JSON is a data interchange format that has rapidly taken over as the defacto web-based data communication standard in recent years.

JSONSchema is a way of specifying what a JSON document should contain. The Schema are, themselves, written in JSON!

Whilst schema can become extremely complicated in some scenarios, they are best designed to be quite succinct. See below for the schema (and matching JSON) for an integer and a string variable.


    "id": 1,
    "name": "Tom"


    "type": "object",
    "title": "An id number and a name",
    "properties": {
      "id": {
        "type": "integer",
        "title": "An integer number",
        "default": 0
      "name": {
        "type": "string",
        "title": "A string name",
        "default": ""

Useful resources



Useful web tool for inferring schema from existing json

A powerful online editor for json, allowing manipulation of large documents better than most text editors

The JSON standard spec

The (draft standard) JSONSchema spec

A front end library for generating webforms directly from a schema

Human readability

Back in our Requirements of the framework section, we noted it was important for humans to read and understand schema.

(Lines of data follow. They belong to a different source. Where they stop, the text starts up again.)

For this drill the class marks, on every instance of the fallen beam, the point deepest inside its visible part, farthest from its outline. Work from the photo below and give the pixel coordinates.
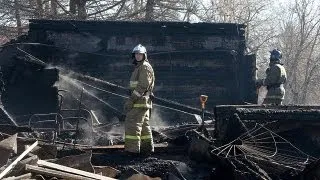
(3, 173)
(12, 129)
(55, 173)
(24, 176)
(304, 115)
(72, 170)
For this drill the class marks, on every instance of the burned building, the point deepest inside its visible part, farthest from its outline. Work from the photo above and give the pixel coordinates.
(188, 59)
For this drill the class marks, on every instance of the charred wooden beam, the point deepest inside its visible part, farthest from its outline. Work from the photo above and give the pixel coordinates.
(304, 115)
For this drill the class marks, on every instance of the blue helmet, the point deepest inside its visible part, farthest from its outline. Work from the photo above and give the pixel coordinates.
(275, 55)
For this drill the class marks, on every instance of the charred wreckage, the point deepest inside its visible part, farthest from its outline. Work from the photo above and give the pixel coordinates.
(64, 83)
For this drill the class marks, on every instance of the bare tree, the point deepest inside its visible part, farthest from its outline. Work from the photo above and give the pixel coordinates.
(300, 43)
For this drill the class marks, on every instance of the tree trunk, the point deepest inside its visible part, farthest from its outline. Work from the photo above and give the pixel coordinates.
(18, 17)
(82, 14)
(39, 9)
(54, 8)
(72, 6)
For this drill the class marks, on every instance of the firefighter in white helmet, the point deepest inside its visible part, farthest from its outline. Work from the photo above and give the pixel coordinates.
(138, 136)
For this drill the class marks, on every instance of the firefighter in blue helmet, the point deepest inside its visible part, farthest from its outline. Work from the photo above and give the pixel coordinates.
(276, 76)
(138, 136)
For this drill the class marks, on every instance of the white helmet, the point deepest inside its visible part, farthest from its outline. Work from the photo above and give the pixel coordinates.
(139, 49)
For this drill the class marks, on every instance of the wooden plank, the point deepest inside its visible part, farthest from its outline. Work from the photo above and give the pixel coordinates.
(20, 167)
(72, 170)
(106, 171)
(55, 173)
(24, 176)
(3, 173)
(81, 162)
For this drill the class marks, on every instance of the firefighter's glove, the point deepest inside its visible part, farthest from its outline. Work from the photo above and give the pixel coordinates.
(128, 106)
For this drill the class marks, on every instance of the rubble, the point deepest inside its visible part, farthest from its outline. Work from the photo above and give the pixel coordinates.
(62, 136)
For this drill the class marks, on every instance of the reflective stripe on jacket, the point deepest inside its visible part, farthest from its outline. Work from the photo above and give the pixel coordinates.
(142, 83)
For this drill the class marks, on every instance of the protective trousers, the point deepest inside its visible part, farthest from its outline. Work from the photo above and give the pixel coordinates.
(138, 135)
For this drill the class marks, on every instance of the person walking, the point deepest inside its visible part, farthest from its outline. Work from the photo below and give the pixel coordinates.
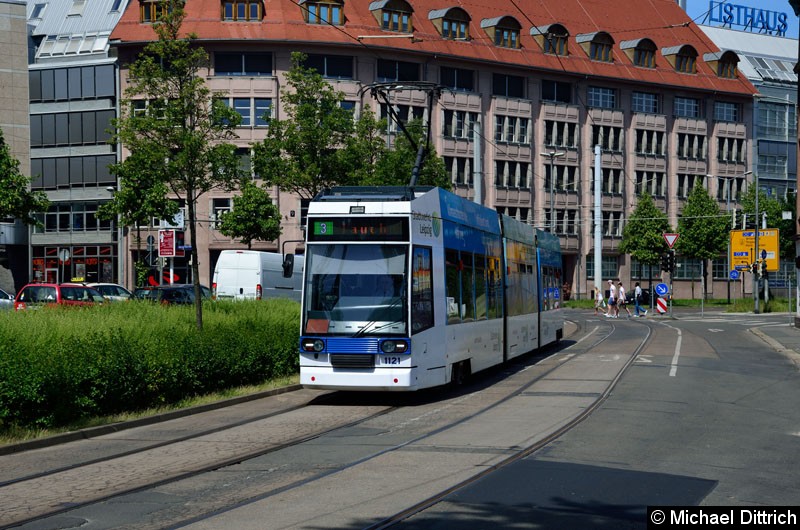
(599, 301)
(637, 300)
(612, 300)
(622, 299)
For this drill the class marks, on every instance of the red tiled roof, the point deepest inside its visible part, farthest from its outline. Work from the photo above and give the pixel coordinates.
(662, 21)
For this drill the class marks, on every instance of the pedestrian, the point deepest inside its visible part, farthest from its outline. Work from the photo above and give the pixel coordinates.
(637, 300)
(622, 299)
(599, 301)
(612, 300)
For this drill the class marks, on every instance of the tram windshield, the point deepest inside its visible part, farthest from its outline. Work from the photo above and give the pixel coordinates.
(356, 289)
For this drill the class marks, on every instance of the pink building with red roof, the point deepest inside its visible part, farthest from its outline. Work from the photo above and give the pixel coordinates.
(544, 81)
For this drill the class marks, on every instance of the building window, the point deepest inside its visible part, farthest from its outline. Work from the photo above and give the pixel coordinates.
(607, 137)
(651, 182)
(389, 70)
(692, 146)
(511, 129)
(650, 142)
(725, 111)
(556, 91)
(458, 124)
(510, 86)
(323, 13)
(242, 64)
(601, 97)
(460, 170)
(459, 79)
(646, 102)
(687, 107)
(509, 174)
(152, 10)
(560, 134)
(242, 11)
(331, 66)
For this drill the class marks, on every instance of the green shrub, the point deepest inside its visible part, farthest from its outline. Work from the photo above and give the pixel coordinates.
(60, 365)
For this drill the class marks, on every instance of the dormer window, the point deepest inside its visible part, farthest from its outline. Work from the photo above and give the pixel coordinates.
(331, 12)
(393, 15)
(552, 38)
(452, 23)
(598, 46)
(242, 10)
(152, 10)
(641, 52)
(724, 63)
(682, 58)
(504, 31)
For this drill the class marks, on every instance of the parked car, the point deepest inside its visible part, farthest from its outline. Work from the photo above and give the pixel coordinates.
(112, 291)
(36, 295)
(178, 293)
(6, 300)
(645, 300)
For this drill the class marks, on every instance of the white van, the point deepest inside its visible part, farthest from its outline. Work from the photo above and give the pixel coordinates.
(255, 275)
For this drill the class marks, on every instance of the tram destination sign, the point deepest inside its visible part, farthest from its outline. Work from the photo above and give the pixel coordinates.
(359, 228)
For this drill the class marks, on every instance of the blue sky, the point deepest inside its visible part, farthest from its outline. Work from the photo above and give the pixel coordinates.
(698, 9)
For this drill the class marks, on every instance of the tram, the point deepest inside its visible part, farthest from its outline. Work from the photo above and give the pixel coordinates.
(408, 288)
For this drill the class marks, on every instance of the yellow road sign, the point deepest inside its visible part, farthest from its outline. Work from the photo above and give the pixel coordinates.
(743, 251)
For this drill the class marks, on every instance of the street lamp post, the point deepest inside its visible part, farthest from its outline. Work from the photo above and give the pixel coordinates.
(552, 155)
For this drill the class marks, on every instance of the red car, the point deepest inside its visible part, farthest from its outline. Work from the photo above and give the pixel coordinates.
(72, 294)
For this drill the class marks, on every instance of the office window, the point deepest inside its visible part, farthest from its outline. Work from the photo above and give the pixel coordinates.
(646, 102)
(389, 70)
(602, 97)
(331, 66)
(457, 78)
(242, 11)
(725, 111)
(323, 12)
(511, 86)
(242, 64)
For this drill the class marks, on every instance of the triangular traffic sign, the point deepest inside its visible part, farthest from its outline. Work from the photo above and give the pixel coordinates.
(671, 239)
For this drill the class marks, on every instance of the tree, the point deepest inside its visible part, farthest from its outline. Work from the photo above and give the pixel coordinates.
(140, 197)
(643, 235)
(16, 198)
(704, 230)
(253, 216)
(185, 131)
(303, 153)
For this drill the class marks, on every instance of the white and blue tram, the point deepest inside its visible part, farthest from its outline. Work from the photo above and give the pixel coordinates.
(410, 288)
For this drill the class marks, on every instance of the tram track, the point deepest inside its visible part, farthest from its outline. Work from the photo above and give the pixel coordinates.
(41, 495)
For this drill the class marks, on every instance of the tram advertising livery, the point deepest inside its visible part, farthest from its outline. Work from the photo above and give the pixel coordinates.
(409, 288)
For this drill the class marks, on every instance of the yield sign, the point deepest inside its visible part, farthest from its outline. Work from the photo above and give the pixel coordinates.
(671, 239)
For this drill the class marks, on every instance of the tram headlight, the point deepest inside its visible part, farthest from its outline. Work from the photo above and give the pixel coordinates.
(394, 346)
(313, 345)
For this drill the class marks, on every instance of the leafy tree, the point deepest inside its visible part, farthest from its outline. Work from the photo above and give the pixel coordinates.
(16, 198)
(643, 234)
(184, 133)
(253, 216)
(140, 197)
(703, 228)
(303, 153)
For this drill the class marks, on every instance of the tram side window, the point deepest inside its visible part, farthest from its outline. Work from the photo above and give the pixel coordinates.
(453, 287)
(421, 290)
(481, 301)
(493, 290)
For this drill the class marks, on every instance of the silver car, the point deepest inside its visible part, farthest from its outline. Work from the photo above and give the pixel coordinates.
(6, 300)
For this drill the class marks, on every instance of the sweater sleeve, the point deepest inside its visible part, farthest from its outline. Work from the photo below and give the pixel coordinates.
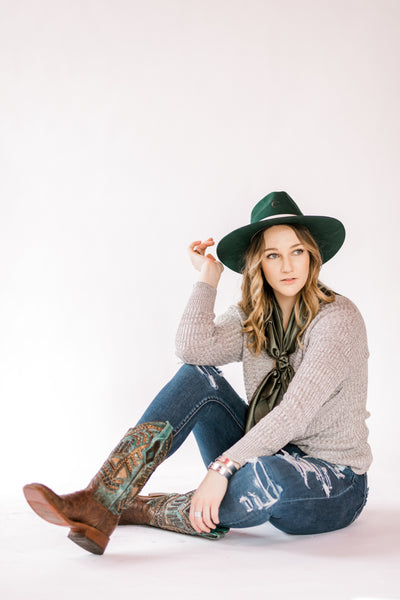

The actual documents themselves are pretty easy to read by technical users. But, for non technical users, readability can be enhanced even further by the ability to turn JSONSchema into web forms automatically. For our example above, we can autogenerate a web form straight from the schema:

Web form from an example schema

Web form generated from the example schema above.

Thus, we can take a schema (or a part of a schema) and use it to generate a control form for a digital twin in a web interface without writing a separate form component - great for ease and maintainability.

Why not XML?

In a truly excellent three-part blog, writer Seva Savris takes us through the ups and downs of JSON versus XML; well worth a read if wishing to understand the respective technologies better.

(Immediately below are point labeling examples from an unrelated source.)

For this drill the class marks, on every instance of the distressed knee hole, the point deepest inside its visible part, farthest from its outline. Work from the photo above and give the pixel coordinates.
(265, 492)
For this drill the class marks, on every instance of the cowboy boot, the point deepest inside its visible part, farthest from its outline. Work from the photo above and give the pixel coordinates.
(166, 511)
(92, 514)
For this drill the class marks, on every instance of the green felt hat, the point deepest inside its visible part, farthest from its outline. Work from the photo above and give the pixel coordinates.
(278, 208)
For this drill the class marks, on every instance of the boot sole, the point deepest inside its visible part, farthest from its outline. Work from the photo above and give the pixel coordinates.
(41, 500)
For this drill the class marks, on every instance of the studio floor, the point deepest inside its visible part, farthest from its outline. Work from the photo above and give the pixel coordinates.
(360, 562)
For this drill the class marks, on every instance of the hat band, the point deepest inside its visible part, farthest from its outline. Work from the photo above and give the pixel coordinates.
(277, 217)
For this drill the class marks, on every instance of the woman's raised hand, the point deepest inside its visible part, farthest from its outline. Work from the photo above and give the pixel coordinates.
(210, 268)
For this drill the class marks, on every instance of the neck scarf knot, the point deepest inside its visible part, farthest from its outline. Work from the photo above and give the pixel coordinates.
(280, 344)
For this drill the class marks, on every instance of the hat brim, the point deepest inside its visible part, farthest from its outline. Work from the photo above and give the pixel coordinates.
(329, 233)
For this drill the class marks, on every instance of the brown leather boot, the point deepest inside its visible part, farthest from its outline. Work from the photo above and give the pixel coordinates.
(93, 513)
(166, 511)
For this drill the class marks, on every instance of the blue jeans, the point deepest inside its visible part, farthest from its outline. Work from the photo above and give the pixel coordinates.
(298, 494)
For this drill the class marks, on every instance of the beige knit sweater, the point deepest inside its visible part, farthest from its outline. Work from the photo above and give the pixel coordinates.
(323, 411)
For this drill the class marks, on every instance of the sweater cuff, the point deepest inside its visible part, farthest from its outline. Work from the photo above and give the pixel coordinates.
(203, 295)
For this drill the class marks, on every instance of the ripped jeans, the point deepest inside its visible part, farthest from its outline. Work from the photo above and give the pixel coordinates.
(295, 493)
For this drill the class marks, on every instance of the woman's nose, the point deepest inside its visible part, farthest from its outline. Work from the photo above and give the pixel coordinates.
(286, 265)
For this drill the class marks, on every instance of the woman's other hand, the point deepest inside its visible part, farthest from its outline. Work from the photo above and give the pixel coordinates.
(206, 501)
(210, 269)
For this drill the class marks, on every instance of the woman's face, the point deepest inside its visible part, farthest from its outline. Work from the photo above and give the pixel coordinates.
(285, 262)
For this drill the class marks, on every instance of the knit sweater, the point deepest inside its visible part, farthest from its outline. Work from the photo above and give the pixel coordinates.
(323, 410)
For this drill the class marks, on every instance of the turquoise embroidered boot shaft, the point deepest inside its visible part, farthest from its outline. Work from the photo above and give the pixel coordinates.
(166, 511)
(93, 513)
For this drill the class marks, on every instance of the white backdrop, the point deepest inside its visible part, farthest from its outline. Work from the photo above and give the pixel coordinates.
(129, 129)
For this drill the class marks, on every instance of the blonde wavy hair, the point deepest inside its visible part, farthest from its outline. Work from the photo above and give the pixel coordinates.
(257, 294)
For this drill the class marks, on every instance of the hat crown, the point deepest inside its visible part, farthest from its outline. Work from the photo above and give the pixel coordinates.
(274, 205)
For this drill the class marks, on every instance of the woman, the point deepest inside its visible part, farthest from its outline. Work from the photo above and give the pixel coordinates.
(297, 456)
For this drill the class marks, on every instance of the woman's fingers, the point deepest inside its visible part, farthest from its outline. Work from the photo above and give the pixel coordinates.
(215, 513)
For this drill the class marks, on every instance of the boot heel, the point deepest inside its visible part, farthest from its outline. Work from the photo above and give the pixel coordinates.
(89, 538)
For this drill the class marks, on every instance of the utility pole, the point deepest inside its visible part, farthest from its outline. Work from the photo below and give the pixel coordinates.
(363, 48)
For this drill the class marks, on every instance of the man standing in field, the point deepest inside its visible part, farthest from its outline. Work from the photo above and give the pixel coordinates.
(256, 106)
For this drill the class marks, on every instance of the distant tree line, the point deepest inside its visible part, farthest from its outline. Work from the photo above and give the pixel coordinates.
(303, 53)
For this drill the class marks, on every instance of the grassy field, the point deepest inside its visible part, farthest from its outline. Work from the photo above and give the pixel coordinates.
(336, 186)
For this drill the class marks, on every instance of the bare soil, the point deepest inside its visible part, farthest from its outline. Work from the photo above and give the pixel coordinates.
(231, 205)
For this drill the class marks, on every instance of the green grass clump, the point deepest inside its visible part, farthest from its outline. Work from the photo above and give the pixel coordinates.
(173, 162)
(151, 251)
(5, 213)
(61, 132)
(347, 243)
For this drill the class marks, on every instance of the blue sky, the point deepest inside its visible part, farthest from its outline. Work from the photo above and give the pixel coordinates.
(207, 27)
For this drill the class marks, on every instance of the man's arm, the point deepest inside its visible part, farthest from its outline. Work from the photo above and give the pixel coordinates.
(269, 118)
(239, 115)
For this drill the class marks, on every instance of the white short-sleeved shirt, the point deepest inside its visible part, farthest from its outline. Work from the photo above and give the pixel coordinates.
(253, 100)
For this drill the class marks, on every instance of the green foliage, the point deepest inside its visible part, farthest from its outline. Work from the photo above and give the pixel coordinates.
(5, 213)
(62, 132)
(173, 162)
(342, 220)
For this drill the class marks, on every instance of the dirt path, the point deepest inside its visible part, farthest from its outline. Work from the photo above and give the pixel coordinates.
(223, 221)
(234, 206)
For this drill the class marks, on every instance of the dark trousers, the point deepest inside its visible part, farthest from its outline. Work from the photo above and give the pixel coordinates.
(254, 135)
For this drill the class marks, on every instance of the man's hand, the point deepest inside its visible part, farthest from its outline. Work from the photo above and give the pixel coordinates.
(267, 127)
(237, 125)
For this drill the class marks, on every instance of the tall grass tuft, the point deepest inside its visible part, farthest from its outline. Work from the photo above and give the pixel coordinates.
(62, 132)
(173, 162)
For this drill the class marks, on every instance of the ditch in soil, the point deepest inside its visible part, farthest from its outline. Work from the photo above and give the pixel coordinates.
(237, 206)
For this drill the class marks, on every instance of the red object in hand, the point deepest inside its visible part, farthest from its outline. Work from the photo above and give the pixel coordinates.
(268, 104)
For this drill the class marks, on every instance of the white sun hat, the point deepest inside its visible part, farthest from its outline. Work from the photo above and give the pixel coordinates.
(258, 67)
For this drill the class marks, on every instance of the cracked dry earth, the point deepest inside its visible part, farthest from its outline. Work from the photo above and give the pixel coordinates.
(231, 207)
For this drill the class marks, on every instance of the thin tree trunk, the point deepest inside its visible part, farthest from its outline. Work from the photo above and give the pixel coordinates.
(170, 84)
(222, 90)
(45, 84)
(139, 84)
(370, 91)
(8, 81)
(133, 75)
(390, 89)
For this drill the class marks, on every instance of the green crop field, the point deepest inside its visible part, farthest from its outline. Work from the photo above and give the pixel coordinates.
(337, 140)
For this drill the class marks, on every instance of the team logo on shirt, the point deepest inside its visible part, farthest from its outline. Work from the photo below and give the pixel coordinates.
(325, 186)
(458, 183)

In short, both JSON and XML are generalised data interchange specifications and can both can do what we want here. We choose JSON because:

  1. Textual representation is much more concise and easy to understand (very important where non-developers like engineers and scientists must be expected to interpret schema)

  2. Attack vectors. Because entities in XML are not necessarily primitives (unlike in JSON), an XML document parser in its default state may leave a system open to XXE injection attacks and DTD validation attacks, and therefore requires hardening. JSON documents are similarly afflicated (just like any kind of serialized data) but default parsers, operating on the premise of only deserializing to primitive types, are safe by default - it is only when nondefault parsering or deserialization techniques (such as JSONP) are used that the application becomes vulnerable. By utilising a default JSON parser we can therefore significantly shrink the attack surface of the system. See this blog post for further discussion.

  3. XML is powerful… perhaps too powerful. The standard can be adapted greatly, resulting in high encapsulation and a high resilience to future unknowns. Both beneficial. However, this requires developers of twins to maintain interfaces of very high complexity, adaptable to a much wider variety of input. To enable developers to progress, we suggest handling changes and future unknowns through well-considered versioning, whilst keeping their API simple.

  4. XML allows baked-in validation of data and attributes. Whilst advantageous in some situations, this is not a benefit here. We wish validation to be one-sided: validation of data accepted/generated by a digital twin should be occur within (at) the boundaries of that twin.

  5. Required validation capabilities, built into XML are achievable with JSONSchema (otherwise missing from the pure JSON standard)

  6. JSON is a more compact expression than XML, significantly reducing memory and bandwidth requirements. Whilst not a major issue for most modern PCS, sensors on the edge may have limited memory, and both memory and bandwidth at scale are extremely expensive. Thus for extremely large networks of interconnected systems there could be significant speed and cost savings.